Die Fabrikanten reagieren mit Lohnkürzungen. So verarmen, verzweifeln und verhungern die schlesischen Weber, die einst hochwertige und beliebte Leinen herstellten. Ein Lied breitet sich damals aus, das die Stimmung in 24 Strophen widerspiegelt: “Das Blutgericht”, nennt es der Volksmund.
Der Aufstand beginnt am 04. Juni 1844 in Peterswaldau. Anlass dafür ist die Herabsetzung des Weberlohns durch den Fabrikanten Zwanziger. Die erregte Menge zerstört die Wohnung und die Lager der Fabrikanten. Die Aufständischen ziehen nach Langenbielau. Dort versucht der Kaufmann Dierig, ihnen einen Vorschuss zu organisieren - vergeblich. Wieder folgen Verwüstungen und Zerstörungen.
Schließlich schickt die Regierung Soldaten nach Langenbielau, wo Aufständische wüten. Dabei werden die Weber teils getötet und teils verletzt. Doch die Weber halten Stand - und erreichen einen Rückzug des Militärs. Hier endet Gerhart Hauptmanns Stück. In der Realität dauerte der Aufstand noch länger an.
Die Industriegesellschaft
Auch in anderen Ländern wurde die soziale Frage das Grundproblem der im 19. Jahrhundert entstandenen Industriegesellschaft und ihren Klassengegensätzen. So entstand eine Flut an politischer Literatur, unter anderem „Das Elend und der Aufruhr in Schlesien“ (1845) von Friedrich Wilhelm Wolff (1809-1864). Diese Werke waren auch Hauptmann bekannt.
Historische Bezüge in Webers Drama
Hast du gemerkt, wie viele weitere historische Fakten des Weberaufstands Hauptmann in seinem Drama übernommen hat?
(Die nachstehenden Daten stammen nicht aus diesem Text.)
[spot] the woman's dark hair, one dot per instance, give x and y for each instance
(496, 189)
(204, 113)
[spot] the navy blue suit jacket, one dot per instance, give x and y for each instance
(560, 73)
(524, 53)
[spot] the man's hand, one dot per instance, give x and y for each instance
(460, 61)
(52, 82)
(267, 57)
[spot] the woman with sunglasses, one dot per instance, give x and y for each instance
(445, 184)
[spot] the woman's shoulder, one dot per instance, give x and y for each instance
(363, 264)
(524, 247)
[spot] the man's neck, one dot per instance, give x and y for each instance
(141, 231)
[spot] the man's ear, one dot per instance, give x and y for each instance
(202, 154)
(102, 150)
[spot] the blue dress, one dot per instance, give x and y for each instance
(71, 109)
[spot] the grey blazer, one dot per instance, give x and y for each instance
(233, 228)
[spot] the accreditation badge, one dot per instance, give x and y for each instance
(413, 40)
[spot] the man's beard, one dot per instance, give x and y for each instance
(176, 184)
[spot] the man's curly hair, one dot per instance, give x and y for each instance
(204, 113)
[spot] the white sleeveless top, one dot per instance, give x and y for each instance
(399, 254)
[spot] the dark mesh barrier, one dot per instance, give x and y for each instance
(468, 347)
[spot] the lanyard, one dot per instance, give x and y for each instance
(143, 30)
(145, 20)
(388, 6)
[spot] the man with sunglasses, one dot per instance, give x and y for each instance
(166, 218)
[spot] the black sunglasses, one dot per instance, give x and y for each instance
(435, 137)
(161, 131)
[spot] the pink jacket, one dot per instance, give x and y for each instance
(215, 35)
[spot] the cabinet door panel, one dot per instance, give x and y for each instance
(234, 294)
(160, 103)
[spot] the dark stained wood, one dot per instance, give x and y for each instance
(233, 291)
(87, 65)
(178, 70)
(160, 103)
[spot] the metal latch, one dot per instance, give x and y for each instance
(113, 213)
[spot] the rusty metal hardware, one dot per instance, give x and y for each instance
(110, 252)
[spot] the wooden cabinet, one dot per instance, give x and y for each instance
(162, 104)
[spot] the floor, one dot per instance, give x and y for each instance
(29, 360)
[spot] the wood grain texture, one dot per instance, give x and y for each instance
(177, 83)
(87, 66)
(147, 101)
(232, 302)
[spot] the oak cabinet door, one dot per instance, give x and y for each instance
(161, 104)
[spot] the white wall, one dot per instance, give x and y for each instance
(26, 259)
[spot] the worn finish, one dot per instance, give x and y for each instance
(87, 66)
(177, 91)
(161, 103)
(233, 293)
Es gibt den Fabrikanten Dreißiger - statt Zwanziger - der die Löhne kürzt. Hauptmann verwendet sieben Strophen aus dem real existierenden Lied “Das Blutgericht”.
Der Naturalismus
Mit “Die Weber” wurde Hauptmann ein wichtiger Vertreter des Naturalismus. Hier geht es darum, die Menschen und ihre Umgebung glaubwürdig, also ungeschönt, darzustellten. Die Figuren stammen aus der unteren Gesellschaftsschicht. Statt gehobener Sprache wird Umgangssprache verwendet - Hauptmanns erste Weber-Fassung “De Waber” wurde in schlesischem Dialekt verfasst.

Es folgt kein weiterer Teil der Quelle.